Reputation: 349
I got a system which previously the html encoding type was set as ISO-8859-1 and it caused all the Chinese characters store in the format of "&\#36830;&\#34915;&\#35033;"
.
So my question is, how can I convert the format above into Chinese word back in UTF-8
?
For your information, I had tried with utf8_decode, iconv, but none of them work. :(
Thank you very much.
Upvotes: 2
Views: 4926
Reputation: 522042
The current text encoding of that string is rather insubstantial.
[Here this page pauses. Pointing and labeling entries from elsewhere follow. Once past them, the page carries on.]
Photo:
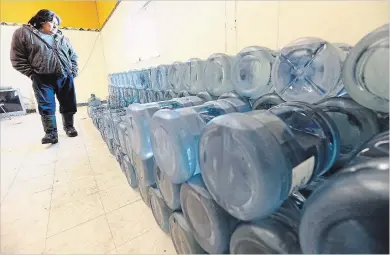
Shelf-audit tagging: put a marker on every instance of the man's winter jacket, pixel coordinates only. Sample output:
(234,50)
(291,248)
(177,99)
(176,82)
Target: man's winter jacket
(31,54)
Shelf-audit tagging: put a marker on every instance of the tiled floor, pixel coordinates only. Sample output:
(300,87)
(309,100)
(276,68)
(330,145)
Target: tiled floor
(70,197)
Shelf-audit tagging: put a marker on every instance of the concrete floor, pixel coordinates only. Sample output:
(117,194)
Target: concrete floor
(70,197)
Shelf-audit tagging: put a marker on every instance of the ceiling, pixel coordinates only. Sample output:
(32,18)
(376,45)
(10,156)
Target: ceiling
(74,14)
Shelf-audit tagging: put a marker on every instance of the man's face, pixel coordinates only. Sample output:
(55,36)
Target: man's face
(50,27)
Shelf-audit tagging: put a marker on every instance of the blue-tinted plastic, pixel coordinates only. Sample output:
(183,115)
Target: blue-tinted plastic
(218,74)
(182,237)
(307,70)
(169,191)
(267,101)
(162,77)
(252,72)
(139,115)
(175,76)
(355,123)
(210,224)
(376,147)
(175,135)
(206,96)
(339,90)
(129,172)
(160,210)
(251,162)
(366,70)
(169,94)
(194,76)
(276,234)
(349,213)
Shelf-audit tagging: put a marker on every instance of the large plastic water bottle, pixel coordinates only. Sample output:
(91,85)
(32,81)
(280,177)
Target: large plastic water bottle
(160,210)
(169,191)
(182,237)
(194,76)
(376,147)
(349,213)
(206,96)
(339,90)
(218,74)
(366,70)
(175,135)
(307,70)
(121,130)
(252,72)
(175,76)
(276,234)
(210,224)
(251,162)
(169,94)
(145,194)
(138,118)
(183,93)
(267,101)
(129,172)
(355,123)
(162,77)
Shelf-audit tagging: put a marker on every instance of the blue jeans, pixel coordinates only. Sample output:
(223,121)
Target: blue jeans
(48,85)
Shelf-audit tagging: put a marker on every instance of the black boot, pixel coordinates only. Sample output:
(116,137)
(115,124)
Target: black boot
(67,120)
(50,126)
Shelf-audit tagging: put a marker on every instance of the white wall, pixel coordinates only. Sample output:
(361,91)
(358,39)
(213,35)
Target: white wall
(179,30)
(92,74)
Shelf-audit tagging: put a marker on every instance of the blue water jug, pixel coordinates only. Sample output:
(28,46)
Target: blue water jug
(162,77)
(267,101)
(210,224)
(194,76)
(307,70)
(206,96)
(355,123)
(169,94)
(138,118)
(339,90)
(376,147)
(145,194)
(218,74)
(349,213)
(175,135)
(251,162)
(175,76)
(276,234)
(160,210)
(183,93)
(252,72)
(182,237)
(366,70)
(129,171)
(169,191)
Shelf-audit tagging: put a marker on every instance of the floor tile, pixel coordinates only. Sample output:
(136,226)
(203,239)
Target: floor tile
(130,222)
(118,196)
(92,237)
(154,241)
(73,209)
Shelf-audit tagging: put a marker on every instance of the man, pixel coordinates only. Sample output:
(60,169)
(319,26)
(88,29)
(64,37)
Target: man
(42,53)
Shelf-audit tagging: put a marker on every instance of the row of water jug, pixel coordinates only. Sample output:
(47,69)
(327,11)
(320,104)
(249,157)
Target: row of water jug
(256,196)
(307,70)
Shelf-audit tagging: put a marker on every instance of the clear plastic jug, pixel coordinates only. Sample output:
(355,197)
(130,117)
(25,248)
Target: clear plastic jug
(307,70)
(366,70)
(175,135)
(252,72)
(251,162)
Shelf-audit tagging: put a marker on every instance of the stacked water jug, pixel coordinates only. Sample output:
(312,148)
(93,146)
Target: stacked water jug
(263,152)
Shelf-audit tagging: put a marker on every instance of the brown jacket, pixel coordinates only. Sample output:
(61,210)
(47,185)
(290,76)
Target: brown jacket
(31,54)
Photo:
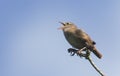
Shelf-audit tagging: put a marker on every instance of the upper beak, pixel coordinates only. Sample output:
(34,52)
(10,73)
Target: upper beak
(62,23)
(61,28)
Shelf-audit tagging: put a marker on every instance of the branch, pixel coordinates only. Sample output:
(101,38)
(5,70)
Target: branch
(86,55)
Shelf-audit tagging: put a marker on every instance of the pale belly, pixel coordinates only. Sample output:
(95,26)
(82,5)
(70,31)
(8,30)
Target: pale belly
(76,42)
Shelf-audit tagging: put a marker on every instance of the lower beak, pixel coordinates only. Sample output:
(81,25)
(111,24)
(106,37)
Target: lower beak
(61,28)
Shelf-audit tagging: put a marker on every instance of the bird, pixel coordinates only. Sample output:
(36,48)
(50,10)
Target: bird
(78,38)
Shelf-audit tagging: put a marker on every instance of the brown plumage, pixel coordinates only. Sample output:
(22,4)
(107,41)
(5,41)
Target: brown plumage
(78,38)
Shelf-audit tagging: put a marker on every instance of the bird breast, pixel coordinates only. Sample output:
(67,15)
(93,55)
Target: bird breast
(75,41)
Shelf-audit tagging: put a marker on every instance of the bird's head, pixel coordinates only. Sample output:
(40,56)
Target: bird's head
(67,26)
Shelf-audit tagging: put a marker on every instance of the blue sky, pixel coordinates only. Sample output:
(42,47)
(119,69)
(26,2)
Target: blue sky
(31,45)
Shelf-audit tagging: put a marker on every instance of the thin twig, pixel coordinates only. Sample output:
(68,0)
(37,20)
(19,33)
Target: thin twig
(95,67)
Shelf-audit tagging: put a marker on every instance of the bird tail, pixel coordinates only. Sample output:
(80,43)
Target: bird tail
(97,53)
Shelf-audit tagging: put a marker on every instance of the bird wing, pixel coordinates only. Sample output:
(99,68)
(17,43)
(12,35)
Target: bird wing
(84,36)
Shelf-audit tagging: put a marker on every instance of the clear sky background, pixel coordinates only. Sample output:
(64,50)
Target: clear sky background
(31,45)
What you have there are HTML entities; they have little to do with the underlying "physical" encoding like ISO-8859 or UTF-8. What you want is to decode those HTML entities into a byte representation of the characters in a specific encoding, in this case to UTF-8. Therefore:
echo html_entity_decode('连衣裙', ENT_COMPAT, 'UTF-8');
// 连衣裙
Upvotes: 1
Reputation: 201568
There are many tools that can convert character references to characters, and writing such a tool is rather straightforward, especially if you know the references are all decimal. So the answer really depends on the software environment.
For example, to do such a conversion for an individual HTML document, you could use the BabelPad editor: command Convert → Numeric Character References (NCR) → NCR to Unicode, and save the result as UTF-8.
Upvotes: 0
Reputation: 3059
You need to use:
utf8_encode($data);
and not decode,to convert your current ISO-8859-1 to UTF-8.
Some native PHP functions such as strtolower(), strtoupper() and ucfirst() do not always function correctly with UTF-8 strings. Possible solutions: convert to latin first or add the following line to your code:
setlocale(LC_CTYPE, 'C');
Make sure not to save your PHP files using a BOM (Byte-Order Marker) UTF-8 file marker (your browser might show these BOM characters between PHP pages on your site).
Just for your reference:
ISO-8859-1 => Albanian, Brazilian, Catalan, Danish, Dutch, English, Finnish, French, German, Portuguese, Norwegian, Spanish, Swedish
UTF-8 => Chinese (simplified), Chinese (traditional), Japanese, Persian
Upvotes: 1